Mark Gilbert's Blog

Science and technology, served light and fluffy.

Target-Tracking with the Kinect, Part 3 – Target Tracking Improved, and Speech Recognition

In Part 1 of this series, I went through the prerequisites for getting the Kinect/Foam-Missile Launcher mashup running.  In Part 2, I walked through the core logic for turning the Kinect into a target-tracking system, but I ended it talking about some major performance issues.  In particular, commands to the launcher would block updates to the UI, which meant the video and depth feeds were very jerky. 

In this third and final part of the series, I’ll show you the multi-threading scheme that solved this problem.  I’ll also show you the speech recognition components that allowed the target to say the word "Fire" to actually get a missile to launch. 

What did you say?

We had tried to implement the speech recognition feature by following the "Audio Fundamentals" tutorial.  That code looked like it SHOULD work, but there a couple of differences between the tutorial app and ours: the tutorial’s was a C# console application, while ours was a VB WPF application.  As it turns out, those two differences made ALL the difference.

For the demo, Dan (the host) mentions the need for the MTAThread() attribute on the Main() routine in his console app.  Since our solution up to this point was VB, it looked like we would need this.  I tried adding that to every place that didn’t generate a compile error, but nothing worked – the application kept throwing this exception when it fired up:

Unable to cast COM object of type ‘System.__ComObject’ to interface type ‘Microsoft.Research.Kinect.Audio.IMediaObject’. This operation failed because the QueryInterface call on the COM component for the interface with IID ‘{D8AD0F58-5494-4102-97C5-EC798E59BCF4}’ failed due to the following error: No such interface supported (Exception from HRESULT: 0x80004002 (E_NOINTERFACE)).

Stack Trace:
       at System.StubHelpers.StubHelpers.GetCOMIPFromRCW(Object objSrc, IntPtr pCPCMD, Boolean& pfNeedsRelease)
       at Microsoft.Research.Kinect.Audio.IMediaObject.ProcessOutput(Int32 dwFlags, Int32 cOutputBufferCount, DMO_OUTPUT_DATA_BUFFER[] pOutputBuffers, Int32& pdwStatus)
       at Microsoft.Research.Kinect.Audio.KinectAudioStream.RunCapture(Object notused)
       at System.Threading.ThreadHelper.ThreadStart_Context(Object state)
       at System.Threading.ExecutionContext.Run(ExecutionContext executionContext, ContextCallback callback, Object state, Boolean ignoreSyncCtx)
       at System.Threading.ExecutionContext.Run(ExecutionContext executionContext, ContextCallback callback, Object state)
       at System.Threading.ThreadHelper.ThreadStart(Object obj)

I decided to try a different tack.  I wrote a C# console app, and copied all of Dan’s code into it (removing the Using statements and initializing the variables manually to avoid scoping issues).  That worked right out of the gate.  Since we were very short on time (this was two days from the demo at this point) I decided to port our application to C#, then incorporated the speech recognition pieces.

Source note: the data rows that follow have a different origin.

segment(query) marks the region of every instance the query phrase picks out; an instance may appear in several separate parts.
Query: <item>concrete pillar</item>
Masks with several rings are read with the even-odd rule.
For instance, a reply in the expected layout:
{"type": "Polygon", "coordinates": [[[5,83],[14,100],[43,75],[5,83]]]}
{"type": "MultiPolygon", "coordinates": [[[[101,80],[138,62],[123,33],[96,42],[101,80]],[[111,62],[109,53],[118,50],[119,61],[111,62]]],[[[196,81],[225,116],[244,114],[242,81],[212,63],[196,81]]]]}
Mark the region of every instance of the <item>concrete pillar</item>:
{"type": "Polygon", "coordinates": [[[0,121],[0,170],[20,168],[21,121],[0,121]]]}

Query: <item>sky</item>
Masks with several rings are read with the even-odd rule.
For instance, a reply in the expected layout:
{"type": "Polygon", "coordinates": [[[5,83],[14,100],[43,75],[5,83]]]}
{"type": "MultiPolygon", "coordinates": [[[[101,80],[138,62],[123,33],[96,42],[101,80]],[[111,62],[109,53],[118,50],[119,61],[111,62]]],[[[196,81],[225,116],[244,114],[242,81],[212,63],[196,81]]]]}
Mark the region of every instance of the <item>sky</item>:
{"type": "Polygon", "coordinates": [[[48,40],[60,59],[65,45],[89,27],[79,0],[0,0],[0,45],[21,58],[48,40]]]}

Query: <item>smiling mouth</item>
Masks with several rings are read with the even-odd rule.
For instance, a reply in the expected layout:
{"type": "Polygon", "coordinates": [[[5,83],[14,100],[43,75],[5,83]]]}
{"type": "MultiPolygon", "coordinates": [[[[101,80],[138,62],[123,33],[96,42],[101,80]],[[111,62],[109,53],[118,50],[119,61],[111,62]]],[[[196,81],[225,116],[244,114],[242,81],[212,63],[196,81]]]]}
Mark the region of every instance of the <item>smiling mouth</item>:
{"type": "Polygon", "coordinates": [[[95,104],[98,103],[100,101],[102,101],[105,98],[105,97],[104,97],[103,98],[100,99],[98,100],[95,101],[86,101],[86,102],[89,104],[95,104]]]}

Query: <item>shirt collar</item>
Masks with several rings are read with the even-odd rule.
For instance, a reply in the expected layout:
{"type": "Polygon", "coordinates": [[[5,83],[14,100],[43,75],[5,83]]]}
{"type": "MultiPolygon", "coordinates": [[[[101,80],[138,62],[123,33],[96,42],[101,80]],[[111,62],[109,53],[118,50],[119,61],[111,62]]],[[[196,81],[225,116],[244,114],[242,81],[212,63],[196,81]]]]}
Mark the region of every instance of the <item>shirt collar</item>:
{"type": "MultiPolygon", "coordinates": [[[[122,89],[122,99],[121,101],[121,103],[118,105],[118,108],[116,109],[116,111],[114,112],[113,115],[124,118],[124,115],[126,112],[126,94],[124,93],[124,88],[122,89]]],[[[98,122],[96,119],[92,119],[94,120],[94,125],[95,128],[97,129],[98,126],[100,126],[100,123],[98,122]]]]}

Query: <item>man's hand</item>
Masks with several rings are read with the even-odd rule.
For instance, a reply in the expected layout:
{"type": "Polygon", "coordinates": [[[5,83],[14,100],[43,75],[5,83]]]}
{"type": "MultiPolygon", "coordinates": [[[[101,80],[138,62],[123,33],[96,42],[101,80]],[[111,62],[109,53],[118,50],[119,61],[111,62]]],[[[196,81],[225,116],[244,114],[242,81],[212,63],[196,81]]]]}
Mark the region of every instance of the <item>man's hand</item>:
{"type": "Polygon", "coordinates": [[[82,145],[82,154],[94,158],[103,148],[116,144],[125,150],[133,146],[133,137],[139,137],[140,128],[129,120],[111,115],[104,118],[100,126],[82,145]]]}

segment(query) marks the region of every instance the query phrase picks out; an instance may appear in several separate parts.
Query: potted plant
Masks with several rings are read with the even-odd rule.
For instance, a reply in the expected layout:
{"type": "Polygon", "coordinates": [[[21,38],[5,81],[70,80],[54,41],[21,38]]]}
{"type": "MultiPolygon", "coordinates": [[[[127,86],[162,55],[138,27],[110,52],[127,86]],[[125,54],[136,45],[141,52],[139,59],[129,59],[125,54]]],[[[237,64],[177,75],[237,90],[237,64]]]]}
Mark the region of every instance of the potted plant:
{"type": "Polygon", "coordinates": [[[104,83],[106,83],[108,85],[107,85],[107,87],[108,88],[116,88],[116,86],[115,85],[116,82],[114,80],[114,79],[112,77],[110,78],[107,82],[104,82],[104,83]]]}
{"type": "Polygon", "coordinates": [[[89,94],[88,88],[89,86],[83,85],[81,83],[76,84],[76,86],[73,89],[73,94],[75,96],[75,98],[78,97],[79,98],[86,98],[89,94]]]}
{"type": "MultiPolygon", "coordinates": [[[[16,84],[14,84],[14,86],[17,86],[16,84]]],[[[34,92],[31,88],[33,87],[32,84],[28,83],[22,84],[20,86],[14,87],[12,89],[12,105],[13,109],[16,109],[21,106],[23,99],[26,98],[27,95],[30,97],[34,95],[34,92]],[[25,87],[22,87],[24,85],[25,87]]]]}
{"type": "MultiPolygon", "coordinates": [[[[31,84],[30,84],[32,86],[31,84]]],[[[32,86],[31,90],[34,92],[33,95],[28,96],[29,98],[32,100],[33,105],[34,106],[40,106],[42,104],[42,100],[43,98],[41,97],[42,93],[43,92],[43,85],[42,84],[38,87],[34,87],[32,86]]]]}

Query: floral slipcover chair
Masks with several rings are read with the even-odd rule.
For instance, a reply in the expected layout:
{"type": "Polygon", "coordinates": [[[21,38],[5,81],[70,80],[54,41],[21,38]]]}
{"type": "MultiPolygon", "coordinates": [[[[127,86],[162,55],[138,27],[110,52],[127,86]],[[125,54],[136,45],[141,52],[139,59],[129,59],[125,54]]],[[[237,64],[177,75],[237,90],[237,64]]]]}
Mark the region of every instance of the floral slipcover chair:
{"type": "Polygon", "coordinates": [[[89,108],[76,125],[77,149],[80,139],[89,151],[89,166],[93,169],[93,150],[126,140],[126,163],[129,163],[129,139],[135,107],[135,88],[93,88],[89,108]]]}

First, the "setup" logic was wrapped into a method called "ConfigureAudioRecognition" (I pretty much copied this right from the tutorial).  That method was invoked in the Main window’s Loaded event, on its own thread.  In addition to initializing the objects and defining the one-word grammar ("Fire"), this adds an event handler for the recognizer engine’s SpeechRecognized event:

private void sre_SpeechRecognized(object sender, SpeechRecognizedEventArgs e)
    if (this._Launcher != null && 
        this._IsAutoTrackingEngaged &&
        e.Result.Confidence > 0.95) { this.FireCannon(); }

The command to launch a missile is only given if the Launcher object is defined, the app is in "auto-track" mode, and the confidence level of the recognition engine is greater than 95%.  This last check is an amusing one.  Before I included this check, I would read a sentence that happened to contain some word with the letter "f", like "if", and the missile would launch.  Inspecting the Confidence property, I found that this only had a value in the 20-30% range.  When I said "Fire", this value as 96-98%.  The confidence check helps tremendously, but it’s still not perfect.  Words like "fine" can fool it.  It’s much better than having it fire with every "f", though.

Take a number

Doug, Joshua, and I discussed some solutions to the UI updates earlier in the week, and the most promising one looked like using BackgroundWorker (BW) to send a command to the launcher asynchronously.  That was relatively easy to drop into the solution, but I almost immediately hit another problem.  The launcher was getting commands sent to it much more frequently than my single BW could handle it, and I started getting runtime exceptions to the effect of "process is busy, go away".  I found an IsBusy property on the process that I could check to see if it had returned yet, but that meant that I would have to wait for it to come back before I could send it another command – basically the original blocking issue, but one step removed.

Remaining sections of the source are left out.